Acquisito per una cifra simbolica dal Gruppo Fiat, lo stabilimento partenopeo è l’unico sopravvissuto ai tre che, con Marcianise e Caivano, costituivano il polo Ergom in Campania: 1.080 dipendenti, più una trentina di lavoratori dei servizi, producevano plance, consolle, paraurti e sistemi di alimentazione spaziando dai furgoni alle vetture di lusso. In particolare erano all’avanguardia per lo stampaggio. Con l’avvento di Fabbrica Italia Pomigliano, metà dei lavoratori sarebbero dovuti finire nel perimetro Fip, gli altri riconverti con una nuova missione produttiva che non è mai arrivata. Nel frattempo sono passati quattro anni di cassa integrazione, che a luglio potrebbe finire lasciandoli per strada. Quello che c’era negli accordi è rimasto lettera morta: nel Gianbattista Vico sono finiti in circa 230 a fare componentistica per la Panda (che al 60% continua ad arrivare dalla Polonia), per gli altri il tempo passa tra una riunione in regione e un aggiornamento a data da destinarsi. La scorsa settimana l’ultima: «Un’altra perdita di tempo. Nessun piano industriale, la novità era la possibilità di essere ricollocati in altre aziende. Dei 158 lavoratori assunti, 108 devo provenire dal bacino di operai delle produzioni tessili dismesse della zona. Quello che resta sono poche unità, soprattutto quadri. Se nel 2014 la fabbrica prende il volo…se siamo vivi nel 2014».
Per ora in 120 lavorano a plance e paraurti del Ducato realizzato in Brasile, l’ultima produzione rimasta alla Ex Ergom: due turni per tre giorni, tre o quattro settimane al mese se c’è richiesta. La situazione è talmente esplosiva che persino i sindacati firmatari si sono accodati alla protesta dei lavoratori. Mercoledì scorso sono andati a bloccare per l’intero giorno il varco merci dello stabilimento di Pomigliano: tensione con la polizia che li riprendeva, un operai fermato e poi rilasciato.

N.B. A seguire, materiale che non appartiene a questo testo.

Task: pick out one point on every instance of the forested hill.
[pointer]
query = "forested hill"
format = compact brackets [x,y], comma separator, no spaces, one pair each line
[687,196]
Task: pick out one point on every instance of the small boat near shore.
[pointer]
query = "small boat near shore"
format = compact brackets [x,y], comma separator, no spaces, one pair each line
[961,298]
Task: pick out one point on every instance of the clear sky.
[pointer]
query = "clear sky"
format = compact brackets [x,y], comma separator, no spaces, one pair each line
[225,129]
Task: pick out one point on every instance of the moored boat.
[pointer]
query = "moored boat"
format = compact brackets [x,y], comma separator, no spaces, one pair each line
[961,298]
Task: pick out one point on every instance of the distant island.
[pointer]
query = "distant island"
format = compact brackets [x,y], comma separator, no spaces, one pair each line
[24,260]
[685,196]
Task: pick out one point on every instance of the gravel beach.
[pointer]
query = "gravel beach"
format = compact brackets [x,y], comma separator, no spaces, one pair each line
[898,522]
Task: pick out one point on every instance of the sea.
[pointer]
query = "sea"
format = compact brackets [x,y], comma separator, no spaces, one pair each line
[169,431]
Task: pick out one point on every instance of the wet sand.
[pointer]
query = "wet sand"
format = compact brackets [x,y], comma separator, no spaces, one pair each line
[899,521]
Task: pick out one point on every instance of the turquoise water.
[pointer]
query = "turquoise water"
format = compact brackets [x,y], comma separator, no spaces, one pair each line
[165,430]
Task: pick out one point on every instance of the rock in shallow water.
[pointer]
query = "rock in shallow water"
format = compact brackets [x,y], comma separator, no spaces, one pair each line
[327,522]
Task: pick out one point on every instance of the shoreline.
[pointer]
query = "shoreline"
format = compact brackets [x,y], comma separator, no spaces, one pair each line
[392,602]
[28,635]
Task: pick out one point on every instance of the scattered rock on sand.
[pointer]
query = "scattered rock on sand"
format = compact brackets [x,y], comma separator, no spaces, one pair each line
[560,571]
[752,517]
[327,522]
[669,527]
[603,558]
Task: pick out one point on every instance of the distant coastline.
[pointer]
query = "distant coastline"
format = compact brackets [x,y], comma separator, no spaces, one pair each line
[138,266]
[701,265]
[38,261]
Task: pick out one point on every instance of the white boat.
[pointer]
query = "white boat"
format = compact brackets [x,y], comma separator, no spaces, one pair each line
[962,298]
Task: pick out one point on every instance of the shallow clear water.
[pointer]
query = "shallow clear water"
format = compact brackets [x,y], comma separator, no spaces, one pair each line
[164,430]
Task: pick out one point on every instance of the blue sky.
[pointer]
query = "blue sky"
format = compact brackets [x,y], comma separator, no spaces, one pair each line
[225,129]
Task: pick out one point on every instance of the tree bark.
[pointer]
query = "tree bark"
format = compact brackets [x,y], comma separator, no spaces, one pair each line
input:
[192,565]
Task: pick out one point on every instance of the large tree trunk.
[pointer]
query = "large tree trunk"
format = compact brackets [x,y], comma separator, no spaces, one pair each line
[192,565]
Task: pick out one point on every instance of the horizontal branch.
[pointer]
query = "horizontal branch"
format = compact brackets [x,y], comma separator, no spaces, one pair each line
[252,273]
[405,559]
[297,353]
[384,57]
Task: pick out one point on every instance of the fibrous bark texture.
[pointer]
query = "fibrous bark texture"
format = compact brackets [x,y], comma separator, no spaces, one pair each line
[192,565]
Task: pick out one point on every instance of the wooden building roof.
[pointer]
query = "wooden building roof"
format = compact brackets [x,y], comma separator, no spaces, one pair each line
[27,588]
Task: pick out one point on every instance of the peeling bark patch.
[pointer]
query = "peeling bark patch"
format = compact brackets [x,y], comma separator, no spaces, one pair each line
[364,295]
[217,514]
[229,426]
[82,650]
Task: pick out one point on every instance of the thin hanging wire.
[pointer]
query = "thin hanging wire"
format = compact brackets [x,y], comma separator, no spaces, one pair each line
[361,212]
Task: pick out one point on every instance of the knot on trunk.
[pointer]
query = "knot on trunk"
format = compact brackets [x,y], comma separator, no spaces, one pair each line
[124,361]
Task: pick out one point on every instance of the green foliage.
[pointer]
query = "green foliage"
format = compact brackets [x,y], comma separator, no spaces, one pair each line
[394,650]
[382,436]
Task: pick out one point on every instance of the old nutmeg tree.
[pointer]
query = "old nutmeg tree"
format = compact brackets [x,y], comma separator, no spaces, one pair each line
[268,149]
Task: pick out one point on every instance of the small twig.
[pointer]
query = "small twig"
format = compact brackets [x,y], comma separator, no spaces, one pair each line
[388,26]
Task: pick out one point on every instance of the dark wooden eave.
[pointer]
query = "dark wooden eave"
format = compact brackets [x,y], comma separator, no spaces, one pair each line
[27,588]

Il ministro del Lavoro, Elsa Fornero, ha chiarito che il fondo nazionale della cassa integrazione si è ormai esaurito e i lavoratori campani sono stanchi dei piani Marchionne, rimandati a una futura età dell’oro dell’auto. «È il momento che i problemi dell’indotto diventino un affare che riguarda tutta la Fiat, a cominciare dagli stabilimenti dove si produce – prosegue Chianese – Noi, invece, siamo finiti nell’oblio. L’accordo Fabbrica Italia includeva piani anche per la Pcma e per la Fma. Adesso Fip è confluita in Fiat Group Automobiles, ma nel passaggio non si dice più nulla delle nostre strutture». Il nodo, infatti, è lo stesso: tenere in Campania la sola produzione della Panda non potrà bastare per tutto il bacino di lavoratori. Nel napoletano si realizzavano le Alfa Romeo (migrata negli impianti del nord), la Magneti Marelli produceva componenti per la Lancia Ypsilon che si faceva in Sicilia e per l’Alfa 159 che non si fa più. «Una vettura di classe A è poco lavorata e poco rifinita, era chiaro fin dall’inizio che non avrebbe saturato i livelli occupazionali. I sindacati morbidi hanno provato a smorzare la lotta tenendoci nel perimetro della nostra fabbrica, assecondando la politica della regione e della Fiat di dilatare i tempi fino all’epilogo, la rabbia però è troppo forte. Vogliamo che i delegati di Pomigliano vengano alla Pcma a lottare con noi».